Translation Overview#

NVIDIA Riva translation is a framework based on neural networks. Riva translation translates text between language pairs, that is, from one language to another. For example, we want a machine to translate text in one language (we call this the source language), to corresponding text in another language (we call this the target language). The models are trained using NVIDIA NeMo; a toolkit for building new state-of-the-art conversational AI models. NeMo has separate collections for Automatic Speech Recognition (ASR), Natural Language Processing (NLP), Neural Machine Translation (NMT) and Text-to-Speech (TTS) models.

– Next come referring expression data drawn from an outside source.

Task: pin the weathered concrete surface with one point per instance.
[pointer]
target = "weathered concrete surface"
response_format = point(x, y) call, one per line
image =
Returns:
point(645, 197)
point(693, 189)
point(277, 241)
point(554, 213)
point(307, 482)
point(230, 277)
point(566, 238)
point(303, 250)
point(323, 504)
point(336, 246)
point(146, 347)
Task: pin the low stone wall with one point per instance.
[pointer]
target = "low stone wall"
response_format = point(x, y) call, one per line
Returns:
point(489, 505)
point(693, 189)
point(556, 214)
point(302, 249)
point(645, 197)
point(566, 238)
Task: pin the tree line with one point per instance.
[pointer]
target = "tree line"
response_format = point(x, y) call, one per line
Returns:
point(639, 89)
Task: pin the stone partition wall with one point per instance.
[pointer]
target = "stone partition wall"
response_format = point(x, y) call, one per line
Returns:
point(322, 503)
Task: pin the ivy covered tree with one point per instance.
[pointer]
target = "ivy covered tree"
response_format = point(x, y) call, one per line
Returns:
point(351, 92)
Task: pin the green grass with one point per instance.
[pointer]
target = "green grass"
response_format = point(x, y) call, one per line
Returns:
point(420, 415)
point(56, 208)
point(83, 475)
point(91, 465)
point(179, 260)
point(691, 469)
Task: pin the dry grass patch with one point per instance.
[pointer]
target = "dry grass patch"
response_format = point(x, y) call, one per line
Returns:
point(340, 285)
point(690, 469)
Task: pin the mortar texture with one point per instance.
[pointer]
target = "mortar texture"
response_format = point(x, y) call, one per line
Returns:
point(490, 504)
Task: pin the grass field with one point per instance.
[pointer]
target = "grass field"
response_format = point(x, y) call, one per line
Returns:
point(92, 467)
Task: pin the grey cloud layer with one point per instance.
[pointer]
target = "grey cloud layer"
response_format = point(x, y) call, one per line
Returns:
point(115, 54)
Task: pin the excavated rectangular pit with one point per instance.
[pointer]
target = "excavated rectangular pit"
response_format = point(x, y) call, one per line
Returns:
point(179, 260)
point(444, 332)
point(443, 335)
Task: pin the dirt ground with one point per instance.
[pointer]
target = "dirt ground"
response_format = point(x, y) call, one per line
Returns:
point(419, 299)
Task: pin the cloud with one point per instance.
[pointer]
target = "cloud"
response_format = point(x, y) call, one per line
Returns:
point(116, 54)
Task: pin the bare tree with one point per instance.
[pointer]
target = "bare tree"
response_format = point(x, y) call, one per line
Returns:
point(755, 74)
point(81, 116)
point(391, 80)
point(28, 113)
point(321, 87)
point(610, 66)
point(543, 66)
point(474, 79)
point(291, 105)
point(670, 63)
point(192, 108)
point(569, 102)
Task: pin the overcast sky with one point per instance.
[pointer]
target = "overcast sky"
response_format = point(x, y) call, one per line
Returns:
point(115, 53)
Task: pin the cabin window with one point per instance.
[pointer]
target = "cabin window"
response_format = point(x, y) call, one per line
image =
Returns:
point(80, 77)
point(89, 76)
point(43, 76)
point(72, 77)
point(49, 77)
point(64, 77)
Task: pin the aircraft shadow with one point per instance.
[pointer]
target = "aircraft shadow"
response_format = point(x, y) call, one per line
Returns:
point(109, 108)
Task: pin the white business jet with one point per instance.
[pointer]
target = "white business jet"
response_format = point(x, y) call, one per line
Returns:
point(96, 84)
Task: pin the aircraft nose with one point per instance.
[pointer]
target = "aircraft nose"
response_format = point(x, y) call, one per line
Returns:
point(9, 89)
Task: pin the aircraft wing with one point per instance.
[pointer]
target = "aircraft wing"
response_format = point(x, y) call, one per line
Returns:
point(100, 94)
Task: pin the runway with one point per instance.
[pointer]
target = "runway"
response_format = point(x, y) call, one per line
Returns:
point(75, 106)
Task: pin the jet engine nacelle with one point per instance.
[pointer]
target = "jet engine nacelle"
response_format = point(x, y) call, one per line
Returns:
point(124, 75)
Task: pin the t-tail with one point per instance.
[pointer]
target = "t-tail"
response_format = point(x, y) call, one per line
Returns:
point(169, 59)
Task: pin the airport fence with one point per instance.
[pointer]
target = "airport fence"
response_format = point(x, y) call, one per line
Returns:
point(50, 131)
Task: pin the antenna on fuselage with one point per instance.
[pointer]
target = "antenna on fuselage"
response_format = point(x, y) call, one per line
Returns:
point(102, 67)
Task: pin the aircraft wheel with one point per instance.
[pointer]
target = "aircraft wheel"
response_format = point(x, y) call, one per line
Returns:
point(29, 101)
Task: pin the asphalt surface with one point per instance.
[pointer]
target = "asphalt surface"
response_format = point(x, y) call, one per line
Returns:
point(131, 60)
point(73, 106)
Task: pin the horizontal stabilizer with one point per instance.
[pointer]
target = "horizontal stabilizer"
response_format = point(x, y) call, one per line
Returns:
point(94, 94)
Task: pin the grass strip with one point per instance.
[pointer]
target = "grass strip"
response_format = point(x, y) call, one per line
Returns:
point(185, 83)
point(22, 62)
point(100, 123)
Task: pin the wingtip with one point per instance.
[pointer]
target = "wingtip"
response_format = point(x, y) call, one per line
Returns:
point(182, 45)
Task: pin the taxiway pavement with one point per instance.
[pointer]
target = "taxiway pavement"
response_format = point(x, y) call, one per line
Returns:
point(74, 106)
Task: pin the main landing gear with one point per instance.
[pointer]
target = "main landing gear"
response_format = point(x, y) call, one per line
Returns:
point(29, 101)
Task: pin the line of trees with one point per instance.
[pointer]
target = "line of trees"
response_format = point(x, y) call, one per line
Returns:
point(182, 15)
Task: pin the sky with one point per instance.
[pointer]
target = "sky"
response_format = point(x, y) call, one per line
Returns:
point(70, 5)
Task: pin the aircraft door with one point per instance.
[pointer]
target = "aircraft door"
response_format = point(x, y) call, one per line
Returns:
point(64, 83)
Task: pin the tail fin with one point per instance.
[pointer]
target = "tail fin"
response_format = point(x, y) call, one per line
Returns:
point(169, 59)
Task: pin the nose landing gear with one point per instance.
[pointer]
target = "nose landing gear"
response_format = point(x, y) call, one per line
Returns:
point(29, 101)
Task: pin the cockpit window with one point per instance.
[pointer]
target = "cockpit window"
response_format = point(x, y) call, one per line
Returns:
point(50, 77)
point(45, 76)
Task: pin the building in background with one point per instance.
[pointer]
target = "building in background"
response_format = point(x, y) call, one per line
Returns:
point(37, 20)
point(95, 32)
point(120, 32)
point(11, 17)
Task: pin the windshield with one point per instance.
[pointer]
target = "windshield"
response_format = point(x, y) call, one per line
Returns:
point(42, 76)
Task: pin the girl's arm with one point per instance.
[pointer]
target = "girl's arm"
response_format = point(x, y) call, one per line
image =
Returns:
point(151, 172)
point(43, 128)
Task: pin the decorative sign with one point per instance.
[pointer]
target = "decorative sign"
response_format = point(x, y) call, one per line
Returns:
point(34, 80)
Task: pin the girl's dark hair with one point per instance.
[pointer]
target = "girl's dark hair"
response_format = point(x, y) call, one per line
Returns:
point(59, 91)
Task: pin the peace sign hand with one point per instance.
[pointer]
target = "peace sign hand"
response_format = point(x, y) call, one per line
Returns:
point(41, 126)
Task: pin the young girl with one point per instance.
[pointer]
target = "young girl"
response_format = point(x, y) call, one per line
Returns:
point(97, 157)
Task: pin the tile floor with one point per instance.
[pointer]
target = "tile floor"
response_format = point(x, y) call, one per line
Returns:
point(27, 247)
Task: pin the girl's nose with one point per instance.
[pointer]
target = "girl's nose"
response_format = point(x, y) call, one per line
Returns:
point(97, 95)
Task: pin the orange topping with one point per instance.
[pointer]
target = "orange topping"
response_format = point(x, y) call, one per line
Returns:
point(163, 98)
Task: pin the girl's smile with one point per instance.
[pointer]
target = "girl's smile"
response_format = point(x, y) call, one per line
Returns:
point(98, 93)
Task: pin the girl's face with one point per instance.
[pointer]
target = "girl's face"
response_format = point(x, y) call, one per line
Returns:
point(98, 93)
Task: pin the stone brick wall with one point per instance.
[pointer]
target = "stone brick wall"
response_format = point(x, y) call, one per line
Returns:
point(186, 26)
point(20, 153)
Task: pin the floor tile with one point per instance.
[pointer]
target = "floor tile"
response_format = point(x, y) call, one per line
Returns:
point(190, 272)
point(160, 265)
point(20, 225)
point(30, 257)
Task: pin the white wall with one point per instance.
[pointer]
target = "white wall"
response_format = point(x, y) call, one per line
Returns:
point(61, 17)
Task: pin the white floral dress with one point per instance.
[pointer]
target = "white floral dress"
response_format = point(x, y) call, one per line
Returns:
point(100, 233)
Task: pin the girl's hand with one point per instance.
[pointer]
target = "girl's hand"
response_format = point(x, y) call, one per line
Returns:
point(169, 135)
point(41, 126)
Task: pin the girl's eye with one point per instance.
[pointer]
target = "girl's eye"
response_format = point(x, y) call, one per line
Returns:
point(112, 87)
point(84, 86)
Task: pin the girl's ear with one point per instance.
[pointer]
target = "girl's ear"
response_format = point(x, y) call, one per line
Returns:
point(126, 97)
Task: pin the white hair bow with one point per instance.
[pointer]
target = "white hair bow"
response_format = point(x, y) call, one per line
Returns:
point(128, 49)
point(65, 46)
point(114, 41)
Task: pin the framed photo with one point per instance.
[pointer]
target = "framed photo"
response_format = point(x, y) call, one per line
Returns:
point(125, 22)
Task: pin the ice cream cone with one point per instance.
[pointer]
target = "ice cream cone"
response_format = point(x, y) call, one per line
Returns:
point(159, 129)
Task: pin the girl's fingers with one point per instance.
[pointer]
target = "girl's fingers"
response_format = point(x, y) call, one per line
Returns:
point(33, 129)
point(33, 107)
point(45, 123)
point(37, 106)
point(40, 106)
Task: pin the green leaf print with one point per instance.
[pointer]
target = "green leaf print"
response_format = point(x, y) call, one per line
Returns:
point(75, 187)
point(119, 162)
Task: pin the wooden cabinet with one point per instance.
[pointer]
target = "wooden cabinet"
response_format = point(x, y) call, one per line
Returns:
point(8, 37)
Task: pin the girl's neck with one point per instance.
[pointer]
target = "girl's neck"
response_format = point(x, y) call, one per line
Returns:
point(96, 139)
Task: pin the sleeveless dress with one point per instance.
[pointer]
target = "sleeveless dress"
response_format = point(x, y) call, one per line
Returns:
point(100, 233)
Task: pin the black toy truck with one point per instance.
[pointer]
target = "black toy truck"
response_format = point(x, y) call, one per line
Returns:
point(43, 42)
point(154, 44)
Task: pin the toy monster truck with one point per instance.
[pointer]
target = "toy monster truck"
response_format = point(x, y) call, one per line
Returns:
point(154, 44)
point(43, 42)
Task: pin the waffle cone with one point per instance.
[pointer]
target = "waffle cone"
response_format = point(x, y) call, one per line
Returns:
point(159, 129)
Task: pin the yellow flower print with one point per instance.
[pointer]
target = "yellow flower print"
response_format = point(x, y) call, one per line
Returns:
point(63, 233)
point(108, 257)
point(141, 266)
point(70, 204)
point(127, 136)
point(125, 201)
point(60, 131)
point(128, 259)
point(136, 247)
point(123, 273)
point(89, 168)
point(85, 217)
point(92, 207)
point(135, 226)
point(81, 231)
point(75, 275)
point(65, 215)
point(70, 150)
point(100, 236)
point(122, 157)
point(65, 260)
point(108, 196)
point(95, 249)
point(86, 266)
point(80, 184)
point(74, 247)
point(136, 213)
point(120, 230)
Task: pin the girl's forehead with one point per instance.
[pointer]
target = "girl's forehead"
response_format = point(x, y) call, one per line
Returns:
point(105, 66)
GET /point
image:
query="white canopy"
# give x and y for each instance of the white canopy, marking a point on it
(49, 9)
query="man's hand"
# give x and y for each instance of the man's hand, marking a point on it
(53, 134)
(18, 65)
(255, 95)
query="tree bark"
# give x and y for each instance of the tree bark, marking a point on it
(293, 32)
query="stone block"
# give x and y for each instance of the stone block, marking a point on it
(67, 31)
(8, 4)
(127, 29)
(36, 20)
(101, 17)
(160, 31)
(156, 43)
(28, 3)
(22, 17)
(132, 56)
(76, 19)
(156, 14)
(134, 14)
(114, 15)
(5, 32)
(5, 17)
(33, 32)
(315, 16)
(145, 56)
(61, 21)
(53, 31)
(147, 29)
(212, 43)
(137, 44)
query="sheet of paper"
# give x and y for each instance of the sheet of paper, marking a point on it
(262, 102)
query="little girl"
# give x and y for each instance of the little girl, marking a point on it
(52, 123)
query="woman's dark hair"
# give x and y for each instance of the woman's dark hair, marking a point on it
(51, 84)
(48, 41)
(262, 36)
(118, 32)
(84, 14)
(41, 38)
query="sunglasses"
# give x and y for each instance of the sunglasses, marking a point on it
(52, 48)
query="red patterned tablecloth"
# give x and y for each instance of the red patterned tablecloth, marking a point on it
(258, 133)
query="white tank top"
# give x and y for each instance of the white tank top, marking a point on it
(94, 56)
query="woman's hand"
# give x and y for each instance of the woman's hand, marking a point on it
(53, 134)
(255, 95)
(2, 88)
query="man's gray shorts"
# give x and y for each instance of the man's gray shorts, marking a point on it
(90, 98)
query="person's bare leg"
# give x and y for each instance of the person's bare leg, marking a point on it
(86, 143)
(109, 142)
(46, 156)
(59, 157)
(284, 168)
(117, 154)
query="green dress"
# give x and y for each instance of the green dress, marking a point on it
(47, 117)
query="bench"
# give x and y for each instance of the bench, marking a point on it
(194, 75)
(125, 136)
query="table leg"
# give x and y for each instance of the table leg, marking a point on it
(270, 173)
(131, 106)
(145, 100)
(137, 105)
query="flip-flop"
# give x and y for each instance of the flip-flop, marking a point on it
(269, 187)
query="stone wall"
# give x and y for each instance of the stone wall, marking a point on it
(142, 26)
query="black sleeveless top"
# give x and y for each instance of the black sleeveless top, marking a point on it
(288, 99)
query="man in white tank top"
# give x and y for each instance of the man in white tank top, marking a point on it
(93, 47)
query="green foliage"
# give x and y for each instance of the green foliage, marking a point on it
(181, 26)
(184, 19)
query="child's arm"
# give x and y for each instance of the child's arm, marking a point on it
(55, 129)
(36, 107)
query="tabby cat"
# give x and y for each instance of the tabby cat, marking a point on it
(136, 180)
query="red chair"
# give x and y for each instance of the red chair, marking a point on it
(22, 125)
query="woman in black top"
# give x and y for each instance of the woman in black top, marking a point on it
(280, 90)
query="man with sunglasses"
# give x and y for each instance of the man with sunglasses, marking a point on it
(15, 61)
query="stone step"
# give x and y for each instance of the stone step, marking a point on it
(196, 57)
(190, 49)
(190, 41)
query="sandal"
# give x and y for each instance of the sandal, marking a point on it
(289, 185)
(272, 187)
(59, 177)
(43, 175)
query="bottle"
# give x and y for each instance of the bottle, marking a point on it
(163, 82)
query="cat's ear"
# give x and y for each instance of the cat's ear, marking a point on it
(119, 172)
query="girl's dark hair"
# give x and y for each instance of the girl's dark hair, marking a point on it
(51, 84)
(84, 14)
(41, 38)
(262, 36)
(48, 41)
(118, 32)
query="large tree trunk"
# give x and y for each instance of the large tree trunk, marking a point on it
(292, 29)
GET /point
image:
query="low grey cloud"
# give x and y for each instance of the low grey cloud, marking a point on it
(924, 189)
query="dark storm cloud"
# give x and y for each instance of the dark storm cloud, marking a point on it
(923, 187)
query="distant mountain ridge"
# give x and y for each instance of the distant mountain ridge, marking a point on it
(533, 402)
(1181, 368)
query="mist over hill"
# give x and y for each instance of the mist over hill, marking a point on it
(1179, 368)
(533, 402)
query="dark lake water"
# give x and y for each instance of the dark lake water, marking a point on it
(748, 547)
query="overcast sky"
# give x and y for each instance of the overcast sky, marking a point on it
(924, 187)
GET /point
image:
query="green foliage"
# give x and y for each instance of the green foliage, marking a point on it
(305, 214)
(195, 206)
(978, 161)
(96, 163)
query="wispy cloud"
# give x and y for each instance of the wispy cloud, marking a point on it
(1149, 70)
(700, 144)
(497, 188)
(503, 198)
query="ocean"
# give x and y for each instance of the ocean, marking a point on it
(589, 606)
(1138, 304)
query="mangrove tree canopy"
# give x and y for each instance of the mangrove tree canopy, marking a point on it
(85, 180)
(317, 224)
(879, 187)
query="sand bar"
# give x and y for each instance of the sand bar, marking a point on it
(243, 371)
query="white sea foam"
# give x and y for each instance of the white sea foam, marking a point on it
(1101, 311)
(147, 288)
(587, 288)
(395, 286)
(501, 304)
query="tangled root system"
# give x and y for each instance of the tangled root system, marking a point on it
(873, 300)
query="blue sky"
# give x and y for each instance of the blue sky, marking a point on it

For more information about the translation model architecture and training, refer to the NeMo Machine Translation documentation.

Language Pairs Supported#

The NVIDIA Riva translation service supports models for these language pairs:

English (en) to Simplified Chinese (zh-CN)
Simplified Chinese (zh-CN) to English (en)
English (en) to Traditional Chinese (zh-TW)
Traditional Chinese (zh-TW) to English (en)
English (en) to Russian (ru)
Russian (ru) to English (en)
English (en) to German (de)
German (de) to English (en)
English (en) to European Spanish (es-ES)
European Spanish (es-ES) to English (en)
English (en) to LATAM Spanish (es-US)
LATAM Spanish (es-US) to English (en)
English (en) to French (fr)
French (fr) to English (en)
English (en) to Danish (da)
Danish (da) to English (en)
English (en) to Greek (el)
Greek (el) to English (en)
English (en) to Finnish (fi)
Finnish (fi) to English (en)
English (en) to Hungarian (hu)
Hungarian (hu) to English (en)
English (en) to Italian (it)
Italian (it) to English (en)
English (en) to Lithuanian (lt)
Lithuanian (lt) to English (en)
English (en) to Latvian (lv)
Latvian (lv) to English (en)
English (en) to Dutch (nl)
Dutch (nl) to English (en)
English (en) to Norwegian (no)
Norwegian (no) to English (en)
English (en) to Polish (pl)
Polish (pl) to English (en)
English (en) to European Portuguese (pt-PT)
European Portuguese (pt-PT) to English (en)
English (en) to Brazilian Portuguese (pt-BR)
Brazilian Portuguese (pt-BR) to English (en)
English (en) to Romanian (ro)
Romanian (ro) to English (en)
English (en) to Slovak (sk)
Slovak (sk) to English (en)
English (en) to Swedish (sv)
Swedish (sv) to English (en)
English (en) to Japanese (ja)
Japanese (ja) to English (en)
English (en) to Hindi (hi)
Hindi (hi) to English (en)
English (en) to Korean (ko)
Korean (ko) to English (en)
English (en) to Estonian (et)
Estonian (et) to English (en)
English (en) to Slovenian (sl)
Slovenian (sl) to English (en)
English (en) to Bulgarian (bg)
Bulgarian (bg) to English (en)
English (en) to Ukrainian (uk)
Ukrainian (uk) to English (en)
English (en) to Croatian (hr)
Croatian (hr) to English (en)
English (en) to Arabic (ar)
Arabic (ar) to English (en)
English (en) to Vietnamese (vi)
Vietnamese (vi) to English (en)
English (en) to Turkish (tr)
Turkish (tr) to English (en)
English (en) to Indonesian (id)
Indonesian (id) to English (en)
English (en) to Czech (cs)
Czech (cs) to English
English (en) to Thai (th)
Thai (th) to English

Translation Features#

Riva translation currently provides an API to translate to and from language pairs using models trained in NeMo Machine Translation. Support is limited exclusively to the Megatron Multilingual model architecture.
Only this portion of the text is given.